Till recently only the Lady Shri Ram College in South Campus boasted of a good hostel, which can accommodate 300 students. Sri Venkateswara College recently inaugurated its hostel, construction of which started last year and would be opened for students from October 1.
The hostel will take in 150 students on twin-sharing basis, 75 each for girls and boys. While Venkateswara’s hostel has come up after being in the pipeline for some time, similar projects of other colleges are yet to take off. Principal of a well-known South Campus girl’s college said on condition of anonymity that the projects get delayed because of bureaucratic hurdles.
“Part of the funds are given by the University Grants Commission while the rest has to come from the Delhi Government. While this process takes time, the actual work of getting the building plans approved and other permissions are a huge problem,” she said. Another big problem is the availability of land.
“Most North Campus colleges were allotted land of about 30 acre.
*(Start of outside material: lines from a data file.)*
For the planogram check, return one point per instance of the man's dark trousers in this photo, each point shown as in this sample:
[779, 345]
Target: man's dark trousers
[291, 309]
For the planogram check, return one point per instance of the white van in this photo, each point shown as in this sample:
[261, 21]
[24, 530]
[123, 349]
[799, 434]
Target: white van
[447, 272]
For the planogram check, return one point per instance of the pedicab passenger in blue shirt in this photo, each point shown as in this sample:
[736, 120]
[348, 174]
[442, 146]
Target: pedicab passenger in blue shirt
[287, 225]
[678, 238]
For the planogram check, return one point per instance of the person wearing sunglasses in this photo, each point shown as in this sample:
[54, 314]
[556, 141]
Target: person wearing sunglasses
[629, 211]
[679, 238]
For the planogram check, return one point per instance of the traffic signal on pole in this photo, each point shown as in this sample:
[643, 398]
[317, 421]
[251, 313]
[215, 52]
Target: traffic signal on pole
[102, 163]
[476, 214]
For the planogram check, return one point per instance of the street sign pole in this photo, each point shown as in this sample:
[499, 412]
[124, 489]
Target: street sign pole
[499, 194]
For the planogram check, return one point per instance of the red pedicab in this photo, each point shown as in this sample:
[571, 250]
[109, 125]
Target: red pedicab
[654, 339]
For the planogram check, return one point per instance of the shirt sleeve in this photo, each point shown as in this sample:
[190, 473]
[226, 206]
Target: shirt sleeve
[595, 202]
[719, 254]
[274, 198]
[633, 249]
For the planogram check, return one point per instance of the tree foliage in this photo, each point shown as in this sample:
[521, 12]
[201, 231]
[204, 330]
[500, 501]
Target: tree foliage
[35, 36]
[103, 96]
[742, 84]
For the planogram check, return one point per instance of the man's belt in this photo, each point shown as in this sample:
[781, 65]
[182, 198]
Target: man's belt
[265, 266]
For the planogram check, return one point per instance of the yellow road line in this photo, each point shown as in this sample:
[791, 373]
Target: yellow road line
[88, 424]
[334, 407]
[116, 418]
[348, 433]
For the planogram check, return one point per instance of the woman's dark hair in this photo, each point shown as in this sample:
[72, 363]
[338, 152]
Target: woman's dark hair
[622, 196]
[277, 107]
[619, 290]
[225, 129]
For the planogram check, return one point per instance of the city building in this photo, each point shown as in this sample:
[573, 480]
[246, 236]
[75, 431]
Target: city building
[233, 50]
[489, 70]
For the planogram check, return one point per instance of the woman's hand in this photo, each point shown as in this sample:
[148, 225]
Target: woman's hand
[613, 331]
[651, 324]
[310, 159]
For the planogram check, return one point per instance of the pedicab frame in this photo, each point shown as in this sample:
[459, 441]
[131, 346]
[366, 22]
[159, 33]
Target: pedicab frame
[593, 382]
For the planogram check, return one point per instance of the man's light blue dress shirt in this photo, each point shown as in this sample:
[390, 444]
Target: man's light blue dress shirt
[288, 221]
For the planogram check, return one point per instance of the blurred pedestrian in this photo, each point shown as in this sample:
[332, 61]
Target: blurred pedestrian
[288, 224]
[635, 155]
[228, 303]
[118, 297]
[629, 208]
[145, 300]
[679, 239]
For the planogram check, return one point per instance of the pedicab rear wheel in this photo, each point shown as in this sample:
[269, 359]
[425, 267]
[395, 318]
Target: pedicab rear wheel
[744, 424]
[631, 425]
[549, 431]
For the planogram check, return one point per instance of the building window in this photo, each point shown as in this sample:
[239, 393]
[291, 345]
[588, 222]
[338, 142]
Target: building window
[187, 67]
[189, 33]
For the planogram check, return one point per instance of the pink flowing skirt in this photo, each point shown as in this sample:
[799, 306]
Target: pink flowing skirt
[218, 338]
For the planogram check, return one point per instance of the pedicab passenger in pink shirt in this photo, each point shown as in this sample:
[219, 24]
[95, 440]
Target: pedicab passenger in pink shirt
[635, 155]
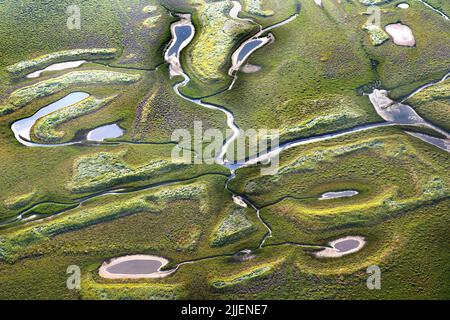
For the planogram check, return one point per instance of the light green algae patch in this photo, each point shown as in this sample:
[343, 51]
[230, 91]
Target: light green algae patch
[19, 201]
[312, 160]
[255, 7]
[151, 22]
[376, 34]
[234, 227]
[45, 127]
[23, 96]
[217, 36]
[48, 59]
[103, 170]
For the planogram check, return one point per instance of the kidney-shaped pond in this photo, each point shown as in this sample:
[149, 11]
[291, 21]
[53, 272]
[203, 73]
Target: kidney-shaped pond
[134, 266]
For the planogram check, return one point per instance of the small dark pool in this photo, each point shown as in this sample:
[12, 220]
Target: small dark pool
[182, 34]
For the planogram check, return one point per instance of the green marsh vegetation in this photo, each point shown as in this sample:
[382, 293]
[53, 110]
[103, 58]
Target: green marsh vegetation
[306, 86]
[433, 104]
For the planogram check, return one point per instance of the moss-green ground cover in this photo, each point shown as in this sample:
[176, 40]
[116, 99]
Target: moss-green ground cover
[433, 104]
[307, 85]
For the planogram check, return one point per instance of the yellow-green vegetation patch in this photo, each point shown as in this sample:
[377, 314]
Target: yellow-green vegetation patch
[67, 55]
[19, 201]
[391, 173]
[16, 242]
[45, 127]
[371, 2]
[92, 290]
[335, 111]
[256, 7]
[217, 36]
[433, 103]
[23, 96]
[189, 238]
[49, 208]
[105, 169]
[255, 273]
[233, 228]
[377, 35]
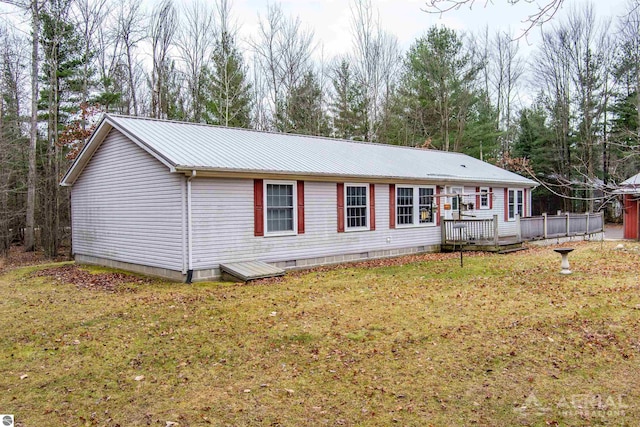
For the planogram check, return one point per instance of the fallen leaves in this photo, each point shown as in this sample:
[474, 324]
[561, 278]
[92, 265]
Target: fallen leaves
[73, 274]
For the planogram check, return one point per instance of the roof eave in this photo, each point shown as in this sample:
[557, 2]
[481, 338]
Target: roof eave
[258, 173]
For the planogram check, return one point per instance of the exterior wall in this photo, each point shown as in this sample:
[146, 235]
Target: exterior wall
[223, 215]
[127, 207]
[223, 210]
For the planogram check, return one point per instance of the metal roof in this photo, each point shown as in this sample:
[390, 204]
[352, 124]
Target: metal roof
[184, 146]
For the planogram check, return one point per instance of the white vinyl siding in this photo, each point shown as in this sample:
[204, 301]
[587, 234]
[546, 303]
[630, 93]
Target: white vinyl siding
[127, 207]
[221, 237]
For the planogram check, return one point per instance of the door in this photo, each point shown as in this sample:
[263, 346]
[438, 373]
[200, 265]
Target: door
[453, 202]
[630, 217]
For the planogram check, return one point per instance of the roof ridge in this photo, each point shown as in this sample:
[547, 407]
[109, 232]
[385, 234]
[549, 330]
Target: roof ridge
[324, 138]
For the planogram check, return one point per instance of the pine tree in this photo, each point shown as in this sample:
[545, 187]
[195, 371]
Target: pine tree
[305, 114]
[229, 91]
[348, 104]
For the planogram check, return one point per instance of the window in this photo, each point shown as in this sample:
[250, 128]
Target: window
[356, 207]
[404, 205]
[426, 206]
[455, 199]
[516, 203]
[280, 207]
[415, 206]
[484, 198]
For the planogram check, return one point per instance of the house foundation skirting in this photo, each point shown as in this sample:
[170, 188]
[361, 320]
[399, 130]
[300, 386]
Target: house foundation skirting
[215, 273]
[164, 273]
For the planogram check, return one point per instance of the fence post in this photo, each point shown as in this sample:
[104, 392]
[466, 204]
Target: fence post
[586, 233]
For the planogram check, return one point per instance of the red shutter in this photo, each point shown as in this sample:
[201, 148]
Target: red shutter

In South Campus, the maximum space colleges have is 15 acre and many have less than 10 acre,” said principal of Sri Venkateswara College A.S. Reddy. “South Campus is neglected by the university in terms of facilities like hostels.
This is a big reason why students flock to North Campus despite South Campus having many good colleges,” he said. Maitreyi College for women too is yet to start its hostel despite the project being in the pipeline for years. Minoti Chatterjee, principal of Kamala Nehru College, which is also planning a 120-seat hostel on twin-sharing basis, agrees with Reddy.
“The colleges funded by the Delhi administration in 1960’s were given measured areas and they did not envisage the need for hostels and auditoriums, the biggest problem we face now,” she said. Principal of Gargi College Meera Ramchandran said that the need for a hostel is very much felt but there is space constraint.
“We are planning an auditorium in the space we have but for a hostel, the Delhi government has to relax and increase the floor area ratio (FAR),” she said. KNC has identified a tract of land inside its campus where it plans to build a hostel. The land chosen by the college is between the residential quarters of the college’s teachers and the flats of staff members.
“The hostel would have 20 rooms in the ground floor, as that is the maximum we are allowed,” Chatterjee said. The college plans to later add two more floors making the total number of rooms 60. “We have appointed an architect and if all paperwork is completed in time, construction should start by 2007 end,” she said.
“It is sad that all we can do now is counsel students about choosing the right private accommodation near the college.”